If Islam stands for one thing, it is that the people of Abraham need to reclaim their monotheism. They need to revere not merely the Name but also the Unity. This isn’t to say that Trinitarianism is pointless, for there is a lot to say in support of it, but worshiping a concrete human being isn’t one of them – that is one of the central points of agreement between Jews and Muslims.

In Christianity, by contrast, it’s not such a faux pas to depict God the Father – Michelangelo depicted part of his hand on the ceiling of the Sistine Chapel in the Vatican. And as for depicting Jesus, there isn’t a person in America who doesn’t know exactly what he is supposed to look like and doesn’t have a pretty good idea of how he spoke. (I’ll give you a hint, it wasn’t like a professional wrestling promoter.) But when it comes to Muhammad, we haven’t a clue. That is because, at least until now, non-Muslims have had the class to respect Muhammad’s request not to turn into another Jesus.

Jon Stewart wouldn’t dare start depicting Muhammad. He knows that he would immediately be cited for extreme insensitivity toward the Islamic faith, and he would have no possible response but to apologize for his ignorance. So if it’s not OK for Stewart, the comedian, to do it, what makes it so tolerable for South Park?
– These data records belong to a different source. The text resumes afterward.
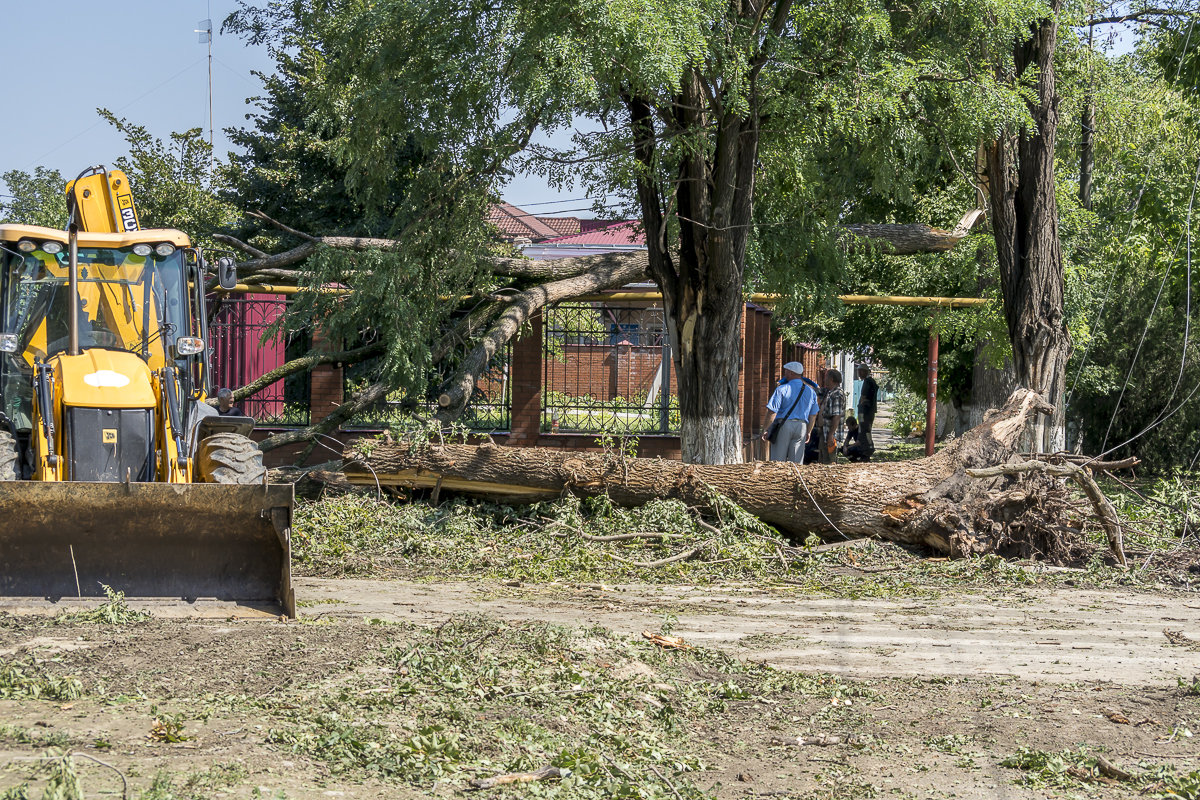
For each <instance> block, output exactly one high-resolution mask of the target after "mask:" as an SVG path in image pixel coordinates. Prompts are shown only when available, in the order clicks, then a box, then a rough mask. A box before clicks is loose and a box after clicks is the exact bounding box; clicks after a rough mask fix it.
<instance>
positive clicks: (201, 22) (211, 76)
mask: <svg viewBox="0 0 1200 800" xmlns="http://www.w3.org/2000/svg"><path fill="white" fill-rule="evenodd" d="M209 13H210V14H211V13H212V4H211V2H210V4H209ZM197 24H198V25H199V28H197V29H196V30H193V31H192V32H193V34H199V41H200V44H205V43H206V44H208V46H209V173H211V172H212V170H214V169H215V168H216V148H215V146H214V145H215V140H214V138H212V18H211V17H209V18H208V19H202V20H200V22H199V23H197Z"/></svg>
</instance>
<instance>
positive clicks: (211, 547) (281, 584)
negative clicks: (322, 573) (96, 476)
mask: <svg viewBox="0 0 1200 800" xmlns="http://www.w3.org/2000/svg"><path fill="white" fill-rule="evenodd" d="M292 503H293V491H292V486H290V485H281V486H269V485H258V486H228V485H218V483H186V485H185V483H85V482H61V483H59V482H36V481H6V482H0V597H38V599H50V600H59V599H68V597H97V596H98V597H103V596H104V590H103V587H104V585H107V587H110V588H112V589H114V590H116V591H124V593H125V595H126V596H127V597H154V599H163V600H166V599H172V600H186V601H196V600H202V599H203V600H208V599H215V600H220V601H233V602H235V603H241V604H246V606H250V607H258V608H263V607H268V608H274V613H276V614H286V615H288V616H290V618H295V613H296V609H295V595H294V594H293V590H292V547H290V540H292Z"/></svg>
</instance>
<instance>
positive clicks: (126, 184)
mask: <svg viewBox="0 0 1200 800" xmlns="http://www.w3.org/2000/svg"><path fill="white" fill-rule="evenodd" d="M72 206H73V207H74V210H76V221H77V222H78V223H79V230H85V231H88V233H110V234H119V233H131V231H134V230H140V229H142V225H140V224H139V223H138V210H137V209H136V207H134V205H133V192H132V191H130V180H128V179H127V178H126V176H125V173H122V172H121V170H120V169H114V170H113V172H107V170H106V169H104V167H102V166H101V167H92V168H91V170H90V173H89V174H84V175H80V176H79V178H77V179H76V180H73V181H71V182H70V184H67V207H72Z"/></svg>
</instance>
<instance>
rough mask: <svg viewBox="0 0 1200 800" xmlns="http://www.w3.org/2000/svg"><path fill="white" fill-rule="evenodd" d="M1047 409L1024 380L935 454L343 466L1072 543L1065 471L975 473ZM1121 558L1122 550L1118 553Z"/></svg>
mask: <svg viewBox="0 0 1200 800" xmlns="http://www.w3.org/2000/svg"><path fill="white" fill-rule="evenodd" d="M1049 410H1050V407H1049V405H1046V404H1045V403H1044V402H1043V401H1042V398H1040V397H1038V396H1037V395H1034V393H1032V392H1028V391H1027V390H1018V391H1016V392H1014V393H1013V396H1012V397H1010V398H1009V401H1008V402H1007V403H1006V405H1004V408H1003V409H1001V410H1000V411H997V413H994V414H992V415H990V417H989V419H988V420H986V421H985V422H984V423H983V425H980V426H979V427H977V428H973V429H972V431H970V432H967V434H965V435H964V437H962V438H961V439H959V440H958V441H955V443H954V444H952V445H949V446H948V447H946V449H944V450H943V451H942V452H940V453H937V455H935V456H932V457H930V458H919V459H913V461H907V462H892V463H872V464H836V465H817V464H811V465H804V467H800V465H797V464H790V463H776V462H757V463H748V464H724V465H701V464H684V463H682V462H676V461H665V459H649V458H631V459H623V458H618V457H616V456H612V455H605V453H583V452H570V451H558V450H548V449H541V447H498V446H494V445H491V446H488V445H485V446H480V447H475V446H469V445H446V446H433V445H428V444H425V445H421V446H416V447H414V446H412V445H410V444H408V443H402V444H392V445H379V444H378V443H372V446H371V449H370V451H368V452H348V453H347V457H346V461H347V462H348V463H347V467H346V474H347V477H348V479H349V480H350V481H352V482H355V483H361V485H371V486H374V485H376V483H377V482H379V483H384V485H392V486H434V485H437V486H439V487H440V491H456V492H463V493H468V494H478V495H484V497H492V498H504V499H516V500H521V501H526V503H528V501H534V500H541V499H551V498H556V497H559V495H562V494H563V493H568V492H569V493H574V494H578V495H598V494H607V495H608V497H610V498H611V499H612V500H613V501H614V503H617V504H618V505H628V506H635V505H642V504H644V503H648V501H650V500H654V499H659V498H673V499H679V500H683V501H684V503H688V504H689V505H696V506H707V507H714V503H719V501H716V500H714V495H716V494H720V495H725V497H727V498H730V499H732V500H733V501H736V503H737V504H738V505H740V506H742V507H743V509H745V510H746V511H749V512H750V513H752V515H755V516H757V517H758V518H760V519H762V521H763V522H766V523H768V524H770V525H773V527H775V528H776V529H779V530H781V531H785V533H787V534H792V535H797V536H803V535H806V534H809V533H812V534H816V535H818V536H821V537H822V539H826V540H842V539H844V537H845V539H859V537H876V539H882V540H887V541H893V542H898V543H901V545H913V546H922V547H929V548H932V549H935V551H937V552H941V553H946V554H949V555H954V557H962V555H978V554H984V553H1001V554H1004V555H1020V557H1037V555H1040V557H1046V558H1050V559H1051V560H1055V561H1061V560H1063V559H1066V558H1068V557H1069V555H1070V553H1069V552H1068V551H1069V548H1070V541H1069V540H1070V539H1072V537H1070V536H1064V533H1067V531H1068V522H1069V519H1068V513H1069V511H1070V510H1072V506H1070V504H1069V503H1068V501H1067V493H1066V489H1064V487H1063V485H1062V482H1061V481H1057V480H1055V479H1054V477H1052V476H1050V475H1048V474H1046V473H1045V471H1044V470H1037V471H1032V470H1031V471H1027V473H1026V474H1024V475H1021V476H1020V477H1016V476H1013V475H1008V474H1003V475H995V476H989V477H985V479H977V477H972V476H971V475H968V474H967V471H966V470H968V469H983V468H988V467H996V465H1001V464H1008V463H1010V462H1014V459H1015V461H1024V459H1020V457H1019V455H1018V445H1019V443H1020V435H1021V432H1022V431H1024V429H1025V428H1026V426H1027V425H1028V423H1030V421H1031V419H1032V416H1033V415H1034V414H1044V413H1048V411H1049ZM1115 555H1116V557H1117V560H1118V563H1120V561H1123V554H1120V553H1115Z"/></svg>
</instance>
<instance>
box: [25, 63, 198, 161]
mask: <svg viewBox="0 0 1200 800" xmlns="http://www.w3.org/2000/svg"><path fill="white" fill-rule="evenodd" d="M203 60H204V58H203V56H202V58H199V59H197V60H196V61H193V62H192V64H188V65H187V66H186V67H184V68H182V70H180V71H179V72H176V73H175V74H173V76H170V77H169V78H167V79H166V80H163V82H162V83H158V84H155V85H154V86H151V88H150V89H146V90H145V91H144V92H142V94H140V95H138V96H137V97H134V98H133V100H131V101H130V102H127V103H125V104H124V106H119V107H118V108H116V112H124V110H125V109H126V108H128V107H130V106H133V104H134V103H137V102H138V101H140V100H143V98H144V97H146V96H148V95H151V94H154V92H156V91H158V90H160V89H162V88H163V86H166V85H167V84H169V83H170V82H173V80H174V79H175V78H178V77H180V76H181V74H184V73H185V72H188V71H190V70H192V68H193V67H196V66H197V65H199V64H200V62H202V61H203ZM106 121H107V120H104V119H100V120H97V121H96V122H92V124H91V125H89V126H88V127H85V128H84V130H82V131H79V132H78V133H76V134H74V136H73V137H71V138H70V139H67V140H65V142H62V143H60V144H56V145H55V146H53V148H50V149H49V150H47V151H46V152H43V154H42V155H40V156H38V157H37V158H34V161H32V162H31V163H30V164H29V166H28V167H25V169H26V170H29V169H32V168H34V167H38V166H41V161H42V160H43V158H46V157H47V156H49V155H53V154H55V152H58V151H59V150H61V149H62V148H65V146H67V145H68V144H71V143H72V142H74V140H76V139H79V138H83V137H84V136H86V134H88V133H91V132H92V131H94V130H96V128H97V127H100V126H101V125H103V124H104V122H106Z"/></svg>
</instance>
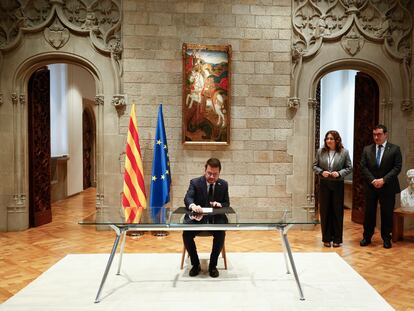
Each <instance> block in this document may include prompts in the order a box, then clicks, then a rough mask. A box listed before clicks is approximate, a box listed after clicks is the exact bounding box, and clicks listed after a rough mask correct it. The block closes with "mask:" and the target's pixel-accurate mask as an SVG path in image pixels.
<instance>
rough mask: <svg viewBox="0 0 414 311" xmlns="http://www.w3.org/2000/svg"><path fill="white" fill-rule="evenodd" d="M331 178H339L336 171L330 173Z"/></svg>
mask: <svg viewBox="0 0 414 311" xmlns="http://www.w3.org/2000/svg"><path fill="white" fill-rule="evenodd" d="M331 176H332V177H333V178H338V177H339V173H338V172H337V171H334V172H332V173H331Z"/></svg>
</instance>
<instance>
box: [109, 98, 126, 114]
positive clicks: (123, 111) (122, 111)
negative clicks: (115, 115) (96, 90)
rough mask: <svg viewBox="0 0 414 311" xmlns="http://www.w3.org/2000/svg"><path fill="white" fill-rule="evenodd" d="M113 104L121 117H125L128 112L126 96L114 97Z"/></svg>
mask: <svg viewBox="0 0 414 311" xmlns="http://www.w3.org/2000/svg"><path fill="white" fill-rule="evenodd" d="M111 104H112V105H113V106H114V107H115V109H116V112H117V113H118V116H119V117H121V116H123V115H124V113H125V110H126V101H125V96H124V95H114V97H113V98H112V101H111Z"/></svg>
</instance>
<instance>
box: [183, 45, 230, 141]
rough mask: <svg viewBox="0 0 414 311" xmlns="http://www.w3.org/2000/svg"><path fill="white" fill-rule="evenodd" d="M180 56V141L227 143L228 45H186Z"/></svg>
mask: <svg viewBox="0 0 414 311" xmlns="http://www.w3.org/2000/svg"><path fill="white" fill-rule="evenodd" d="M182 55H183V98H182V110H183V124H182V133H183V135H182V140H183V144H187V145H188V144H211V145H229V144H230V103H231V101H230V93H231V91H230V90H231V45H200V44H187V43H184V44H183V46H182Z"/></svg>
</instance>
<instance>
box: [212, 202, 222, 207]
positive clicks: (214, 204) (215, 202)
mask: <svg viewBox="0 0 414 311" xmlns="http://www.w3.org/2000/svg"><path fill="white" fill-rule="evenodd" d="M210 205H211V207H223V206H221V203H220V202H216V201H214V202H210Z"/></svg>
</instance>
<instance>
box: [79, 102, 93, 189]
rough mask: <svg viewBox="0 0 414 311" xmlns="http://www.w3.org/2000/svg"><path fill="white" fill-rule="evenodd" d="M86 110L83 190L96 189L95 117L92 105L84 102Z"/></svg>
mask: <svg viewBox="0 0 414 311" xmlns="http://www.w3.org/2000/svg"><path fill="white" fill-rule="evenodd" d="M83 105H84V109H83V113H82V150H83V156H82V158H83V189H84V190H85V189H87V188H89V187H94V186H95V185H96V179H95V167H96V165H95V159H96V157H95V151H96V147H95V143H96V139H95V133H96V127H95V124H96V122H95V120H96V119H95V115H94V113H93V110H92V108H91V103H90V101H88V100H84V104H83Z"/></svg>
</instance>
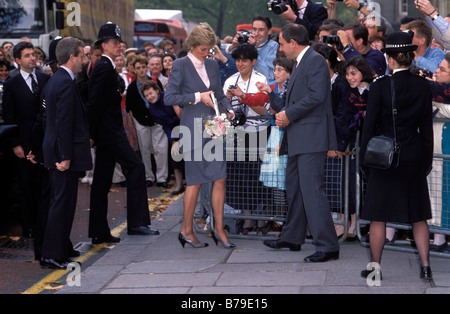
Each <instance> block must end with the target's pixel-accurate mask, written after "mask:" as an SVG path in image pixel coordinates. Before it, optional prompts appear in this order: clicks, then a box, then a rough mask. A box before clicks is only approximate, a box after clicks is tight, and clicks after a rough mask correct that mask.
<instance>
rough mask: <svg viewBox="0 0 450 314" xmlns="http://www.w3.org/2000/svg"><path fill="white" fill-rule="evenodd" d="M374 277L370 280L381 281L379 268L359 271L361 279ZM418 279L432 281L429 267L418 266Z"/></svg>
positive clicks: (380, 270) (382, 277)
mask: <svg viewBox="0 0 450 314" xmlns="http://www.w3.org/2000/svg"><path fill="white" fill-rule="evenodd" d="M372 274H373V275H374V276H373V278H372V280H375V279H379V280H383V276H382V274H381V268H375V269H371V270H369V269H364V270H363V271H361V277H363V278H367V277H369V275H372ZM420 278H421V279H426V280H432V279H433V273H432V272H431V268H430V266H420Z"/></svg>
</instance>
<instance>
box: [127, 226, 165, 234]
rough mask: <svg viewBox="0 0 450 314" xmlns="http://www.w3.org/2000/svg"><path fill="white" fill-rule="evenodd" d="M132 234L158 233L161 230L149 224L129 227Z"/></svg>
mask: <svg viewBox="0 0 450 314" xmlns="http://www.w3.org/2000/svg"><path fill="white" fill-rule="evenodd" d="M128 234H130V235H158V234H159V231H158V230H155V229H152V228H150V227H147V226H140V227H135V228H128Z"/></svg>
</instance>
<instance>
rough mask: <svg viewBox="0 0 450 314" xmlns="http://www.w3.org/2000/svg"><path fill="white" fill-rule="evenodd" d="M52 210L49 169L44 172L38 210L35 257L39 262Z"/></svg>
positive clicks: (42, 180)
mask: <svg viewBox="0 0 450 314" xmlns="http://www.w3.org/2000/svg"><path fill="white" fill-rule="evenodd" d="M49 209H50V177H49V173H48V170H47V169H43V171H42V188H41V197H40V199H39V206H38V209H37V217H36V227H35V229H34V256H35V259H36V260H39V259H40V258H41V256H42V243H43V242H44V234H45V228H46V226H47V220H48V211H49Z"/></svg>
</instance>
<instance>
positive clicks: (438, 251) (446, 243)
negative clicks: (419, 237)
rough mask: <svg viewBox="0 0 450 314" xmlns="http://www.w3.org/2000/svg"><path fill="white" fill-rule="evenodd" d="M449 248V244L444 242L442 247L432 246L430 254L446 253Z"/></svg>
mask: <svg viewBox="0 0 450 314" xmlns="http://www.w3.org/2000/svg"><path fill="white" fill-rule="evenodd" d="M447 248H448V243H447V242H444V243H442V244H441V245H437V244H431V245H430V252H444V251H445V250H446V249H447Z"/></svg>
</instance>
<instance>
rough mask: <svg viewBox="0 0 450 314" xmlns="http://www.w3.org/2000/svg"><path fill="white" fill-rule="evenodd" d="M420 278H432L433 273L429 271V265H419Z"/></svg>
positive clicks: (429, 267)
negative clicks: (425, 265)
mask: <svg viewBox="0 0 450 314" xmlns="http://www.w3.org/2000/svg"><path fill="white" fill-rule="evenodd" d="M420 278H422V279H427V280H431V279H433V274H432V272H431V268H430V266H421V267H420Z"/></svg>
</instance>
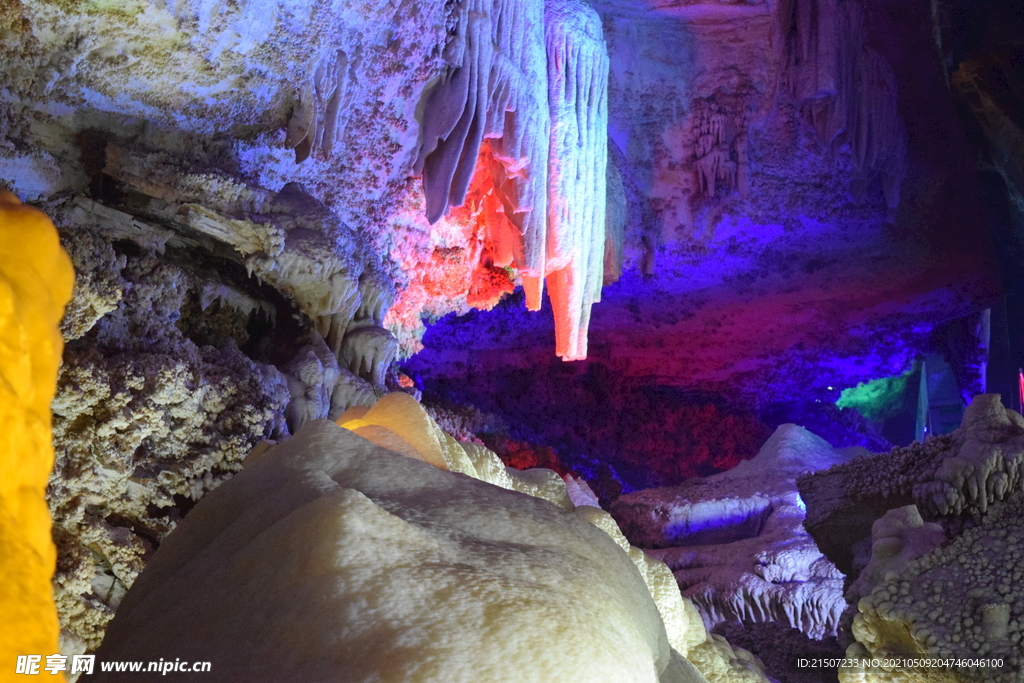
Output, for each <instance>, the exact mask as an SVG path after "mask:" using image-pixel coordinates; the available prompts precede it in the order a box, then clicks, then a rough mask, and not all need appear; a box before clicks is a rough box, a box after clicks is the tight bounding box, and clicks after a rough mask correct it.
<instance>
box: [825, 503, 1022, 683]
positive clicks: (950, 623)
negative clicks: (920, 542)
mask: <svg viewBox="0 0 1024 683" xmlns="http://www.w3.org/2000/svg"><path fill="white" fill-rule="evenodd" d="M1022 520H1024V495H1022V494H1021V493H1019V492H1018V493H1015V494H1013V495H1012V496H1009V497H1007V499H1006V500H1005V501H1000V502H997V503H995V504H993V505H992V507H991V509H990V510H989V512H988V514H986V515H985V517H984V520H983V521H982V522H981V524H979V525H978V526H975V527H973V528H969V529H967V530H965V531H964V532H963V533H962V535H961V536H958V537H957V538H956V539H954V540H952V541H951V542H950V543H948V544H944V545H943V546H940V547H939V548H936V549H935V550H933V551H931V552H930V553H927V554H925V555H923V556H921V557H919V558H916V559H914V560H911V561H910V562H908V563H907V564H906V565H905V566H904V567H902V568H901V569H899V570H896V571H891V572H887V573H886V575H885V578H884V579H883V580H882V581H881V582H879V583H878V584H877V585H876V586H874V587H873V589H872V590H871V592H870V594H869V595H867V596H866V597H864V598H862V599H861V600H860V602H859V603H858V611H859V613H858V614H857V616H856V618H855V620H854V623H853V635H854V637H855V638H856V639H857V643H855V644H854V645H852V646H851V648H850V650H849V652H848V653H849V654H851V655H854V656H861V657H868V658H870V657H883V658H884V657H886V656H887V655H888V654H890V653H892V654H896V653H898V654H900V655H907V656H911V657H926V658H927V657H932V658H957V659H966V660H969V661H970V660H972V659H974V660H976V663H975V664H965V665H964V666H953V667H949V666H941V667H900V668H899V670H897V671H889V670H888V669H887V668H885V667H874V668H872V667H859V668H854V669H852V670H850V671H847V670H841V672H840V676H841V680H842V681H843V683H855V682H857V683H861V682H862V683H874V682H881V681H893V680H897V681H903V680H905V681H920V682H922V683H939V682H942V683H945V682H946V681H950V682H955V683H961V682H963V683H974V682H975V681H987V682H991V683H1018V682H1019V681H1022V680H1024V657H1022V656H1021V651H1022V650H1021V641H1022V638H1024V591H1022V589H1021V569H1020V566H1021V564H1020V556H1021V551H1022V539H1024V522H1022ZM993 659H994V663H993V661H992V660H993Z"/></svg>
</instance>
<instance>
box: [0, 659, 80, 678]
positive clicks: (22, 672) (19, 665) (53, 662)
mask: <svg viewBox="0 0 1024 683" xmlns="http://www.w3.org/2000/svg"><path fill="white" fill-rule="evenodd" d="M43 658H44V657H43V655H42V654H19V655H17V664H16V665H14V673H15V674H28V675H29V676H34V675H36V674H40V673H42V672H46V673H47V674H49V675H51V676H56V674H57V672H61V671H67V672H68V673H69V674H91V673H92V670H93V668H94V667H95V666H96V655H95V654H73V655H71V656H70V657H69V656H67V655H65V654H47V655H46V657H45V658H46V665H45V666H43ZM68 659H71V669H70V670H69V669H68Z"/></svg>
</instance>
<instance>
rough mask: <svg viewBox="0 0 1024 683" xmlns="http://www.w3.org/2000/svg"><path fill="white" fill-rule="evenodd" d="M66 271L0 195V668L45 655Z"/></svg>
mask: <svg viewBox="0 0 1024 683" xmlns="http://www.w3.org/2000/svg"><path fill="white" fill-rule="evenodd" d="M74 276H75V274H74V271H73V270H72V267H71V263H70V261H69V259H68V255H67V254H66V253H65V252H63V250H61V249H60V243H59V241H58V240H57V234H56V230H55V229H54V228H53V224H52V223H51V222H50V221H49V220H48V219H47V217H46V216H45V215H44V214H43V213H41V212H40V211H39V210H37V209H35V208H33V207H29V206H25V205H24V204H22V203H20V202H18V201H17V198H15V197H13V196H12V195H10V194H9V193H6V191H3V190H0V425H2V427H3V428H2V430H0V433H2V437H0V438H2V440H0V472H2V473H3V475H2V476H0V571H2V573H3V577H4V581H3V585H2V586H0V611H2V612H3V614H4V616H5V621H6V622H7V624H6V625H5V627H4V628H3V629H2V630H0V661H3V666H4V668H5V669H6V671H5V673H4V676H5V677H9V676H12V674H13V671H14V664H15V661H16V659H17V657H18V656H19V655H25V654H28V653H34V652H53V651H55V648H56V647H57V620H56V614H55V612H54V610H53V596H52V593H51V591H50V578H51V575H52V573H53V566H54V563H55V559H56V553H55V552H54V548H53V540H52V537H51V535H50V527H51V518H50V515H49V513H48V511H47V509H46V501H45V498H44V489H45V485H46V477H47V473H48V471H49V469H50V468H51V466H52V465H53V446H52V444H51V433H50V415H49V411H48V410H47V409H48V407H47V403H48V402H49V400H50V399H51V398H52V397H53V391H54V387H55V384H56V376H57V368H58V366H59V362H60V350H61V346H62V342H61V339H60V335H59V333H58V331H57V325H58V324H59V322H60V314H61V312H62V310H63V306H65V304H66V303H68V300H69V299H70V298H71V293H72V284H73V281H74Z"/></svg>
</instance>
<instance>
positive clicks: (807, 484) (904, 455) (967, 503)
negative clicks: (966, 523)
mask: <svg viewBox="0 0 1024 683" xmlns="http://www.w3.org/2000/svg"><path fill="white" fill-rule="evenodd" d="M1022 462H1024V419H1022V418H1021V416H1020V415H1019V414H1018V413H1016V412H1014V411H1010V410H1007V409H1006V408H1004V407H1002V403H1001V402H1000V400H999V396H998V395H997V394H981V395H978V396H975V398H974V400H973V401H972V402H971V405H969V407H968V410H967V413H965V415H964V421H963V424H962V425H961V428H959V429H957V430H956V431H954V432H952V433H950V434H943V435H941V436H937V437H934V438H931V439H929V440H926V441H925V442H924V443H920V442H914V443H912V444H910V445H909V446H906V447H901V449H894V450H893V451H892V452H891V453H887V454H879V455H873V456H869V457H864V458H858V459H856V460H854V461H852V462H850V463H848V464H846V465H842V466H840V467H835V468H831V469H829V470H826V471H824V472H816V473H814V474H811V475H808V476H805V477H802V478H801V479H800V480H799V482H798V484H799V486H800V494H801V496H802V497H803V499H804V501H805V502H806V504H807V521H806V522H805V526H806V527H807V530H808V531H809V532H810V533H811V536H813V537H814V539H815V541H816V542H817V543H818V547H819V548H821V552H823V553H824V554H825V555H826V556H827V557H828V558H829V559H830V560H833V561H834V562H835V563H836V565H837V566H838V567H840V569H841V570H843V572H844V573H847V574H848V575H850V574H855V573H856V572H857V570H859V568H860V567H856V570H855V567H854V544H855V543H856V542H858V541H859V540H861V539H865V538H867V537H869V536H870V532H871V525H872V524H873V523H874V521H876V520H877V519H879V518H880V517H882V516H883V515H884V514H885V513H886V512H887V511H888V510H891V509H894V508H900V507H903V506H906V505H915V506H916V507H918V509H919V510H920V513H921V515H922V516H923V517H924V519H926V520H928V521H940V522H942V523H943V525H944V526H946V527H948V528H950V529H953V530H957V529H958V528H959V527H962V526H963V525H964V524H965V523H970V520H971V519H972V518H977V517H978V516H979V515H982V514H984V513H985V512H986V511H987V509H988V507H989V506H990V505H992V504H993V503H994V502H996V501H998V500H1001V499H1002V498H1004V497H1006V496H1008V495H1010V494H1012V493H1014V492H1016V490H1020V488H1021V481H1022V477H1021V465H1022Z"/></svg>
It’s either within the bounds of adult comedy (like the difference between a Jew and a canoe – a canoe tips) or not (like the difference between a Jew and a pizza).

In short, before a person can understand how insensitive a joke is to a particular group, they have to understand the sense of the sacred adopted by that group, and not merely the conventional mores of their own (secular) society. If South Park’s creators understood that point and spent some time learning about Islam, they would realize that what they were trying to do went too far. The shame of it is that had terrorists not entered the equation, nobody would have stopped them.

Thus, the real problem here is not that the suits at Comedy Central didn’t have the balls or the wisdom to stand up to terrorists, but that they didn’t have the balls or the wisdom to stand up to the creators of South Park. It’s fine if those guys want to mock Islam in the privacy of their own homes, but we don’t need them to supply the nation with a perspective on how Muhammad spoke or looked. Let’s keep that a mystery … and more importantly, let’s remind ourselves WHY Muhammad needed to make it a mystery. Like everything else in that faith – and I’m talking about true Islam here, not the pseudo-Islam that has been hijacked by terrorists – the real point is not to teach us to revere Muhammad, but to teach us to revere Allah.